Unfortunately, the rest of the episode can’t match up to its central idea or to Bell’s performance. Once Mulder’s in the hospital bed, the momentum grinds to a halt—especially as the episode then turns into an exercise in having Skinner wander around after Weaver—and the guest characters who aren’t Weaver are singularly dull. There are some nice sequences here and there, and it feels, at least, like the episode is crafting an original “monster” in the genetically engineered beetles. But the whole sense the episode gives off is of one that’s trying like hell to be relevant and exciting, but mostly just ending up telling a story that’s been told lots of times, only now there are bugs that eat you from the inside. I’m not saying The X-Files needs to be pure escapism, since many of its best episodes are about all sorts of believable human concerns, but there’s a weird desperation to dragging the tobacco industry into this episode, as if it wants to mark itself as very much of its time. “Brand X” has some good pieces and at least one great performance, but everything in it feels like too little, too late.
- The freakiest image in this thing might be Scully pulling back the tissue to reveal the lungs full of beetles in their larval stage. It’s really gross, and there’s something to it that might have made a really great episode.

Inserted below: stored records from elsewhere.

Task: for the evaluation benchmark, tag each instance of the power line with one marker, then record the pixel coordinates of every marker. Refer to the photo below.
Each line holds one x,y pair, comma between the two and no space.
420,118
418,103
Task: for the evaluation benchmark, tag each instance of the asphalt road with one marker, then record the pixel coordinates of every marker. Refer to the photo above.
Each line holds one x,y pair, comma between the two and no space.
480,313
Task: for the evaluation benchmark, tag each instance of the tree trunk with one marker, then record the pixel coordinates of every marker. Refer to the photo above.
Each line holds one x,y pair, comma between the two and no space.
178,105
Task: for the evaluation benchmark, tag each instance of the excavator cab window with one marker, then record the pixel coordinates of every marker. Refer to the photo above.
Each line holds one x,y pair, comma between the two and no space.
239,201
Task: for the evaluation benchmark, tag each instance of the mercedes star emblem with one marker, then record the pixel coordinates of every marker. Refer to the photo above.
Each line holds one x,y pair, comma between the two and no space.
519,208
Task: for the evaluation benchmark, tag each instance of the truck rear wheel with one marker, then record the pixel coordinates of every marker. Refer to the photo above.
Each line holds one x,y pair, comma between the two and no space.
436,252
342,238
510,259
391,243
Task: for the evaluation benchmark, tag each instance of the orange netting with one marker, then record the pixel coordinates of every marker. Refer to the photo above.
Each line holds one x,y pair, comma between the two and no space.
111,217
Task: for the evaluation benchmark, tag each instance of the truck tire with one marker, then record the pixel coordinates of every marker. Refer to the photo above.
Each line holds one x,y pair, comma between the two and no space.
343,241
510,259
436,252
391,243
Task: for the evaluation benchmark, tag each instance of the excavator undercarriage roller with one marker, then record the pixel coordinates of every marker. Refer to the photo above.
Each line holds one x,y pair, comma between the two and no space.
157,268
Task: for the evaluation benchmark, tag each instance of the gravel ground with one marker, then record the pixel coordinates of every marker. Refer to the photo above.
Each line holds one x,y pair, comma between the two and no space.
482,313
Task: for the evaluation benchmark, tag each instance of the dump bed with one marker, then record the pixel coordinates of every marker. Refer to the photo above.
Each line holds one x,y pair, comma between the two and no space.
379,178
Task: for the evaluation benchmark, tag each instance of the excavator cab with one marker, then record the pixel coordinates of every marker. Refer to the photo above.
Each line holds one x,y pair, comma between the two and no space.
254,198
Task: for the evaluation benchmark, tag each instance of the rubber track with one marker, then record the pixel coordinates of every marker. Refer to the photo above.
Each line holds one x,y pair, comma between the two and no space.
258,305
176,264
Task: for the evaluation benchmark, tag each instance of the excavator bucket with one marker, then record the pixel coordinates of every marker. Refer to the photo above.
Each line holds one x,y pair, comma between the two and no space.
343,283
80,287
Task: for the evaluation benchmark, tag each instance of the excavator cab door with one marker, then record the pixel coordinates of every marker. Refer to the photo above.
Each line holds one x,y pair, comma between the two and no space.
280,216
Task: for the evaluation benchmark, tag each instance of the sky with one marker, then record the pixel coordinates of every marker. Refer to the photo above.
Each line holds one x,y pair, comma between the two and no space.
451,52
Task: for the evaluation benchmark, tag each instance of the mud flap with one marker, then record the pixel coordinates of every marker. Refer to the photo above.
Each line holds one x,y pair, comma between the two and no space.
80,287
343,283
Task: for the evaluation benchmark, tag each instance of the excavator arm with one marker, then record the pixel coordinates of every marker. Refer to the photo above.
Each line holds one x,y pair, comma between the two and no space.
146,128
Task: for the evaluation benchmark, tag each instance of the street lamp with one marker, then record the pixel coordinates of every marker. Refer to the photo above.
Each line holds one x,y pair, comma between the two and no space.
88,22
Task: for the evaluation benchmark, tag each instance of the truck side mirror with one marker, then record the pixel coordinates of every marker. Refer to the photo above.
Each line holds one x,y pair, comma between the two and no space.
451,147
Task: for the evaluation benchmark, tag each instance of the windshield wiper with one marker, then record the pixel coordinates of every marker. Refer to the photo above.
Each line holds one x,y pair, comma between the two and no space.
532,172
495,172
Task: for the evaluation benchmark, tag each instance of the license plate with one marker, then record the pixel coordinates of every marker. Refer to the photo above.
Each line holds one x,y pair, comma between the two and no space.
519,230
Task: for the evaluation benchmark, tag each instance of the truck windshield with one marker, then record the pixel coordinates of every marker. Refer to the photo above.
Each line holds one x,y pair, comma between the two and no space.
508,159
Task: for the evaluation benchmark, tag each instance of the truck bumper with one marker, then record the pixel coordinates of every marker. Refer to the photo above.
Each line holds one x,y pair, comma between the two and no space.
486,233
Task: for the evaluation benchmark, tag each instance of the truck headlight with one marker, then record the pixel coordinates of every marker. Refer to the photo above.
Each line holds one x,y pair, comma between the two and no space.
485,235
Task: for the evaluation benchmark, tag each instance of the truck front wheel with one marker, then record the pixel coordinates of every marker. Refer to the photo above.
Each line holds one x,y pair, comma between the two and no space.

- Okay, I do like when Mulder is coughing into the oxygen mask, and a beetle emerges from his mouth to saunter around in its new entrapment.
- One thing that’s very strange about this show is the way that our protagonists will often frequently catch the “killer plague of the week” (at least in the episodes about weird diseases), but seem to develop it more slowly than everybody else, only to be saved at the last minute. I did like Scully’s nicotine solution here, but it just starts to get old after a while, particularly when it’s immediately obvious how the show’s writers are giving the protagonists a “the show is about you!” bonus to all rolls.